Eine doppelte Familie

(1.7.2002)

Ein Theaterroman, auch wenn nie das Theater zur Bühne wird, sondern nur das Leben. Es geht um Blicke aufeinander: die schicksalhafte Begegnung zwischen Granville, dem aufs unglücklichste verheirateten Mann und Caroline Crochard, der bitterarmen Stickerin, ist eine Begegnung zunächst nur des Blicks und Anblicks, einander sind sie - zunächst - nur Figuren einer in sich abgekapselten Szene. Sie in der Erdgeschosswohnung, arbeitend, er auf der Straße, vorübergehend.

Überdeutlich ist Balzac selbst in seiner Theatermetaphorik, von drinnen nach draußen geht der erste Blick, Carolines Mutter lenkt, kuppelnd, die Aufmerksamkeit Carolines, die "den neuen Schauspieler" gewahrt, "dessen periodisches Auftreten fortan die Bühne beleben soll". Aber die Beziehung ist reziprok, die Wahrnehmung des Fremden ist ebenfalls die des Voyeurs, dem das Leben der anderen zum Schauspiel wird: "Die tägliche Szenerie bot solche Widerspiele von Dunkel und Licht, von Weiß und Rosa, die zudem zu dem Musselin passten, auf dem die niedliche Arbeiterin Blumengewinde stickte, und überdies zu den braunen und roten Farbtönen der Sessel, dass der Unbekannte sehr aufmerksam die Effekte dieses lebenden Bildes betrachtete."

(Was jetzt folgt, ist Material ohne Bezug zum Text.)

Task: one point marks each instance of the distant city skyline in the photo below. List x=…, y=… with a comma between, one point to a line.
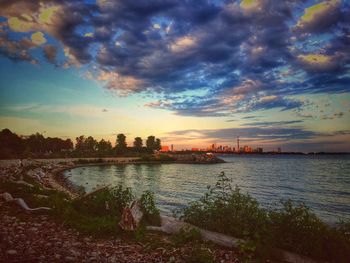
x=193, y=73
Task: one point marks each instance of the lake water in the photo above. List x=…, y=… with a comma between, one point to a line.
x=321, y=182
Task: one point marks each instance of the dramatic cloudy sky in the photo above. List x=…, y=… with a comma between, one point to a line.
x=276, y=73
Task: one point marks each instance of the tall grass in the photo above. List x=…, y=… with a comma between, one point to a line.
x=293, y=227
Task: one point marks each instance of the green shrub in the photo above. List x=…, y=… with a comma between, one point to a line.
x=227, y=210
x=200, y=255
x=151, y=212
x=109, y=201
x=293, y=227
x=185, y=236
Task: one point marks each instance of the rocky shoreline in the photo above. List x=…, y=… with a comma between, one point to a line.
x=38, y=237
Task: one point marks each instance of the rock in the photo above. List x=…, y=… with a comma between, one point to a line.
x=11, y=252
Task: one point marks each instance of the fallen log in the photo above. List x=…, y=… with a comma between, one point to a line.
x=131, y=217
x=94, y=192
x=19, y=201
x=22, y=182
x=170, y=225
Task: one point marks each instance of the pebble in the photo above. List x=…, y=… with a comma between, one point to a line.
x=11, y=252
x=69, y=259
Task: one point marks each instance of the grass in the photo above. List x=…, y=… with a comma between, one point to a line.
x=97, y=215
x=293, y=227
x=223, y=208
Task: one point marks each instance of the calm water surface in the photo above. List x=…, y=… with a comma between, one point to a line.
x=322, y=182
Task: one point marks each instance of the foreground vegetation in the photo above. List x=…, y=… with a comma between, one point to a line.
x=293, y=227
x=224, y=209
x=97, y=215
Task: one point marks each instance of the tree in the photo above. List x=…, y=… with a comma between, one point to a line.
x=121, y=143
x=138, y=144
x=80, y=143
x=90, y=144
x=157, y=145
x=150, y=143
x=36, y=143
x=10, y=143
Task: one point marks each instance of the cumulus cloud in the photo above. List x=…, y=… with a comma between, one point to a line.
x=319, y=17
x=50, y=53
x=245, y=55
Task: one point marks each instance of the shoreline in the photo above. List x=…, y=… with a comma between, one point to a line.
x=55, y=168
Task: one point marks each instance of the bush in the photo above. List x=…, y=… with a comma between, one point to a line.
x=108, y=201
x=293, y=227
x=151, y=212
x=227, y=210
x=200, y=255
x=185, y=236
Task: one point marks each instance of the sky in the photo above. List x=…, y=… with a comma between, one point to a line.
x=275, y=73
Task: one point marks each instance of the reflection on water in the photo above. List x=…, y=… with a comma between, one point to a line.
x=322, y=182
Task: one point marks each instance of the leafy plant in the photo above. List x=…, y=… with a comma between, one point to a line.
x=200, y=255
x=151, y=212
x=185, y=236
x=293, y=227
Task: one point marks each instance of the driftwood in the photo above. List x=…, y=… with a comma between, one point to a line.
x=19, y=201
x=131, y=217
x=172, y=225
x=22, y=183
x=94, y=192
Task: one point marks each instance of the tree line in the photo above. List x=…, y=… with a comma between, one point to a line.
x=14, y=146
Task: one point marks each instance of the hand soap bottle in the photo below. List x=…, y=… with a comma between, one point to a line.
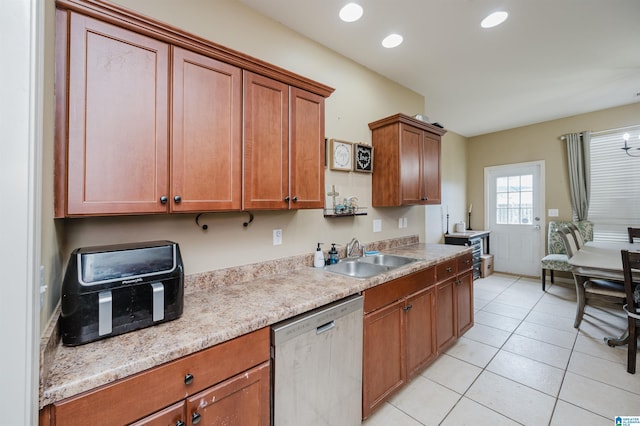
x=318, y=260
x=333, y=254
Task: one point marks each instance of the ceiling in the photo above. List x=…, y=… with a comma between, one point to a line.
x=551, y=59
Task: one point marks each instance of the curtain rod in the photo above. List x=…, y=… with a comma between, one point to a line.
x=599, y=132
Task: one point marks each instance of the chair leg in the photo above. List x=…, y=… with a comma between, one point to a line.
x=580, y=299
x=632, y=347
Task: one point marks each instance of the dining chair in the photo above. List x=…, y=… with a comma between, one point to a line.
x=631, y=263
x=592, y=288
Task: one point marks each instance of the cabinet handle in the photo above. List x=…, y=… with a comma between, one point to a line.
x=188, y=379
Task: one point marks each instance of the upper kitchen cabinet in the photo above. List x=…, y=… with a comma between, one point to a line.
x=407, y=168
x=206, y=143
x=283, y=145
x=115, y=161
x=150, y=119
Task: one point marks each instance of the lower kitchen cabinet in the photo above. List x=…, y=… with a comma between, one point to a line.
x=398, y=337
x=226, y=384
x=408, y=322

Nach Monaten geraten die Bilder, zu denen man einander geronnen ist, in Bewegung, aus dem Kontakt der Seelen wird der des Gesprächs, der Körper. Granville aber bleibt vom Geheimnis umschattet, taucht immer nur auf, aus dem Dunkel eines anderen Lebens, stattet Caroline aus mit Geld und Haus und Kind und doch lässt er, lässt Balzac nur ahnen, nicht wissen, warum die Liebe zu Caroline sich nicht vollends erfüllen darf. Bis zum Moment einer grandiosen erzählerischen Ausholbewegung, die mehr als ein Jahrzehnt zurückspringt und in aller Ausführlichkeit nachliefert, was der Leser längst, von Balzac schamlos auf die Folter gespannt, zu erfahren wünscht.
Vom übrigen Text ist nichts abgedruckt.